Three UIs look at the same data; each has its own scope:

Tool Scope Audience
argus view terminal (TUI) Single scan, read-only Engineer triaging in a terminal
argus view browser (this) Single scan, read-only, local web Owner / manager / exec on the same machine
argus-portal Multi-scan, multi-user, persistent DB, OAuth, FedRAMP Enterprise compliance organization

argus view terminal and argus view browser share a moduleargus.core.findings_view — that owns the filter / sort / summary logic. ViewState semantics, compute_summary output, and severity ordering are identical across the TUI and the web view. A filter that produces 17 results in the TUI produces the same 17 in the browser.
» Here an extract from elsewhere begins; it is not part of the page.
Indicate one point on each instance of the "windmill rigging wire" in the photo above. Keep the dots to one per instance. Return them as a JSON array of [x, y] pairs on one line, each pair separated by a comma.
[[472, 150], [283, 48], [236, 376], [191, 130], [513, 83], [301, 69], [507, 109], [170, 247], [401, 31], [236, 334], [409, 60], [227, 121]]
argus-portal is a separate project on a separate track. It doesn't share code today; when it matures, we may factor a third consumer onto findings_view so all three agree on what "high severity" means and which findings match which filter.

Troubleshooting

argus: error: argument command: invalid choice: 'serve'argus serve was renamed. The browser UI is now argus view browser (or argus view --interface=browser). Update your command.

"The browser interface needs the 'browser' extra" — you installed argus-security but not the [browser] extra. Retry with pip install 'argus-security[browser]'.

Port 8080 already in use — pass --port 9090 (or any free port).

Browser didn't auto-open — we use the stdlib webbrowser module which is generally reliable but can fail silently in headless or SSH-remoted environments. The URL is printed to stdout — open it manually.

Page renders "No scan loaded" — the directory you pointed argus view browser at doesn't contain an argus-results.json. Use /picker to navigate to one, or pass ?scan=/abs/path on /.